LONDON (Reuters) -- Two of three remaining British hostages held in Iraq since May 2007 are "very likely" to be dead, media reports have said, citing the victims' families.
The two men, security guards who were working in Iraq, were among five Britons seized by a Shi'ite militant group from inside an Iraqi Finance Ministry building in a raid in Baghdad.
The bodies of another two of the five, Jason Creswell and Jason Swindlehurst, were handed over by their captors in June but there was no news then of the fate of the remaining three.
BBC radio reported on July 29 that the families of two of the three remaining hostages were told by British officials last week it was "very likely" the pair were dead.
A spokeswoman for the Foreign Office refused to confirm or deny the reports, which were also carried in other British media, saying the government would "not discuss operational details of cases."

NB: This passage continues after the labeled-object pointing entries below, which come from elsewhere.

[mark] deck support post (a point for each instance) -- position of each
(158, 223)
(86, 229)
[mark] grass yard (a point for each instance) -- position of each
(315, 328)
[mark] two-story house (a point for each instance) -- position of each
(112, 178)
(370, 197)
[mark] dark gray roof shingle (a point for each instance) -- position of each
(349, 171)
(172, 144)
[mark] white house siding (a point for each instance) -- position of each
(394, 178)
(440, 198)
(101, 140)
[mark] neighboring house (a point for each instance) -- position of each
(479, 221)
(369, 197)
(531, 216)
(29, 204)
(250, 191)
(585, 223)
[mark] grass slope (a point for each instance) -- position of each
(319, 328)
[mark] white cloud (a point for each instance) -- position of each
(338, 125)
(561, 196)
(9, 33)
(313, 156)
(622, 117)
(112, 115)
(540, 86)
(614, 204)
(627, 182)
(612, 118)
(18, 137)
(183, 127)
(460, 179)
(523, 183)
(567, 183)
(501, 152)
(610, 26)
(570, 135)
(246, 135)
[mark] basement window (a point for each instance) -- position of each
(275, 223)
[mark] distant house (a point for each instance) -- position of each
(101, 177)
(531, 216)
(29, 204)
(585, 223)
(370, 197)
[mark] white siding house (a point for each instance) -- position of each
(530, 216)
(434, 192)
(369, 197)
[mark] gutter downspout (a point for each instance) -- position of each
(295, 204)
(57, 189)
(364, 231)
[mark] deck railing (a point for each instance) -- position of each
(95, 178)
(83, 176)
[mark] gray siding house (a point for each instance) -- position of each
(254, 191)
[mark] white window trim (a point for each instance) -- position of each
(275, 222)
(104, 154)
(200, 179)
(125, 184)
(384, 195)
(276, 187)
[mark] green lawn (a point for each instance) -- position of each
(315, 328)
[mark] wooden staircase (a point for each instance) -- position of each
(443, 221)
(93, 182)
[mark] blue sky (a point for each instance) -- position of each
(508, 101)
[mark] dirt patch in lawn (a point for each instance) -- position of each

"We continue to work intensively for the release of the hostages still held in this highly complex case, and are extremely concerned for their safety," she said.
A source told Reuters that relatives of the two men -- named by the BBC as Alan McMenemy from Scotland and Alec Maclachlan from Wales -- were expected to make a statement later on July 29.
The Foreign Office said it could not disclose details of any conversations with the families but said it continued to "keep families closely informed whenever there is new information."
Since the Britons -- computer instructor Peter Moore and his four bodyguards -- were seized in May 2007, several videos of them in captivity have emerged. In March, Britain's Channel 4 News television said a video showed a healthy-looking Moore.
In February 2008, another video featuring Moore was aired by Dubai-based Al-Arabiyah television in which he called on British Prime Minister Gordon Brown to free nine Iraqis in return for the hostages' freedom.
Britain was an ally of the United States in the invasion of Iraq in 2003, but has now withdrawn all but about 500 troops from the country.